On Thu, Aug 04, 2022 at 06:27:46PM +0200, Philipp Rudo wrote:
Hi Coiby,
[...]
Can we really rely on ls providing the right order here? If so why not simply do 'ls -1 ${dev}p2' ?
Yes, I should have simply used "ls -1 ${dev}". However your suggestion of using lsblk inspires me to find a more reliable method which also works for RHEL cloud base image,
if [[ $(lsblk -f ${dev}p2 -n -o LABEL 2> /dev/null) == boot ]] echo ${dev}p2 fi
Originally I refrained from using LABEL as the way I understand it it is more a scratchpad for users so they can remember which partition contains what. So especially on systems with a custom partition scheme there is no guarantee that the LABEL on the boot partition contains
(although when thinking about it PARTLABEL probably has the same problem).
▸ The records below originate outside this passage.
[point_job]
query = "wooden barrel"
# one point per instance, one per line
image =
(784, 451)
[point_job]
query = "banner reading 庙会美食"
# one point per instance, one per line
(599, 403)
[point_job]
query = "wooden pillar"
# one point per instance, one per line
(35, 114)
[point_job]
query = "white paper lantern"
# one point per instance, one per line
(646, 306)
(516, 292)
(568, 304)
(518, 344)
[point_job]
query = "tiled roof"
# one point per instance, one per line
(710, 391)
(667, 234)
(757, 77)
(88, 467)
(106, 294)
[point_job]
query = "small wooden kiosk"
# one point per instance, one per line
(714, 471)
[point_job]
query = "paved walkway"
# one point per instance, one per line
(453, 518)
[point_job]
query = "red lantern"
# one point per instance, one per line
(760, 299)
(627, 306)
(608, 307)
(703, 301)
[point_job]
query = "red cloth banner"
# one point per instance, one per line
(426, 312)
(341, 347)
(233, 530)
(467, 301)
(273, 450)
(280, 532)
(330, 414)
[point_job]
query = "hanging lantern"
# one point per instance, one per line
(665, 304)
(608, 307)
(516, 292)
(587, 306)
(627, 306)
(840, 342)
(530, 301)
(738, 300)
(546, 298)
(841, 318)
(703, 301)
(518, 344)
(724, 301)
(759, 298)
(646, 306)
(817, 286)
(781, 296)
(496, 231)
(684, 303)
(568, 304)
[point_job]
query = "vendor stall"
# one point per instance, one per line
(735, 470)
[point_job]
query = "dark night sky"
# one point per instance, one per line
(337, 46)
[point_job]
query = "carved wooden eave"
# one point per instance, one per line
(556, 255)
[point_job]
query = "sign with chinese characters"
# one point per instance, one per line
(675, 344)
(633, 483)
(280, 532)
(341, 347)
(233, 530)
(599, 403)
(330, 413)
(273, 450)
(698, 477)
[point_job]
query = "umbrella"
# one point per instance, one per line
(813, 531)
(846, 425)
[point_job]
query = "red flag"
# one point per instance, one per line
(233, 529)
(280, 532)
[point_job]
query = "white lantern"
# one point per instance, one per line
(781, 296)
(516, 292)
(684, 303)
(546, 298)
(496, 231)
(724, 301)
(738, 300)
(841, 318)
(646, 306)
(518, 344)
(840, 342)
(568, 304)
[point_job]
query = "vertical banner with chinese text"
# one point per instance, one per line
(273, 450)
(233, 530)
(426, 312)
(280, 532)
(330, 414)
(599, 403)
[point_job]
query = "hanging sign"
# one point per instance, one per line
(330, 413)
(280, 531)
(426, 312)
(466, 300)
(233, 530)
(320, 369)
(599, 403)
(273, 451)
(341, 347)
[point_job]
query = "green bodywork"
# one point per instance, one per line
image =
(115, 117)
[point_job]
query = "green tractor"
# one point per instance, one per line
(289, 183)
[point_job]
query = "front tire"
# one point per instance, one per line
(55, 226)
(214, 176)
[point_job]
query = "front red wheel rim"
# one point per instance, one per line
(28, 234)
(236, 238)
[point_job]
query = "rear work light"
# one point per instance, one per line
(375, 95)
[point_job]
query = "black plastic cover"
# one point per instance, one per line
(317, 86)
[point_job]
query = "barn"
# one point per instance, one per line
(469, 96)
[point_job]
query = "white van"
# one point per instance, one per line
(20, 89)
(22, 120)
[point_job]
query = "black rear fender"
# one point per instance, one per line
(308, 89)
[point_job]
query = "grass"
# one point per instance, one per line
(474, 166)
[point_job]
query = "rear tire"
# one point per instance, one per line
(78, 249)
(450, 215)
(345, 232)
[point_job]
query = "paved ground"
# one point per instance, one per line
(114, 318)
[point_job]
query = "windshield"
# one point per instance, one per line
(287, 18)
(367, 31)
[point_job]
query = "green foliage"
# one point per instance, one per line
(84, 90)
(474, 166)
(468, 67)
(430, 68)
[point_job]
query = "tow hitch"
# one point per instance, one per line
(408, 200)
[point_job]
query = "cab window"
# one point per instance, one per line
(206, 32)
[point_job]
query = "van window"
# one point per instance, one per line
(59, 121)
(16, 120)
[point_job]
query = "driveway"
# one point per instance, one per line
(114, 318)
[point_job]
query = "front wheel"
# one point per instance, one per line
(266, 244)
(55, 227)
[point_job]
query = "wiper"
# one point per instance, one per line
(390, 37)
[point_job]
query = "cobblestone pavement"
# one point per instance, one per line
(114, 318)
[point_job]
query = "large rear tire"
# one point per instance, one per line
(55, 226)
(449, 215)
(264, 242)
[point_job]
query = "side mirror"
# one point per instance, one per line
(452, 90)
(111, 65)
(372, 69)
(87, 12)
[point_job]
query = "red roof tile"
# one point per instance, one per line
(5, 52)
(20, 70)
Anyway, on second thought this script is only run in a very specific environment and isn't shipped to customers. So we don't have to be generic but can take some shortcuts. So using LABEL should be fine.
But I'm not sure if the suggestion you made above makes sense. Originally the function was used to return the boot partition of a device (which happens to be the second partition). Now you are verifying that the second partition is the boot partition.
For REHL9 cloud image, the second partition is an efi partition and there is no separate boot partition. Verifying that the second partition is the boot partition could avoid this problem.
Anyway when you are using the LABEL you can also use findfs to get the partition. I don't know what findfs does when there are multiple partitions with the same LABEL so I think it is better to pipe the output to grep. I.e. this should work
findfs LABEL=boot 2> /dev/null | grep $dev
I can confirm it works, thanks for teaching me one more tip:)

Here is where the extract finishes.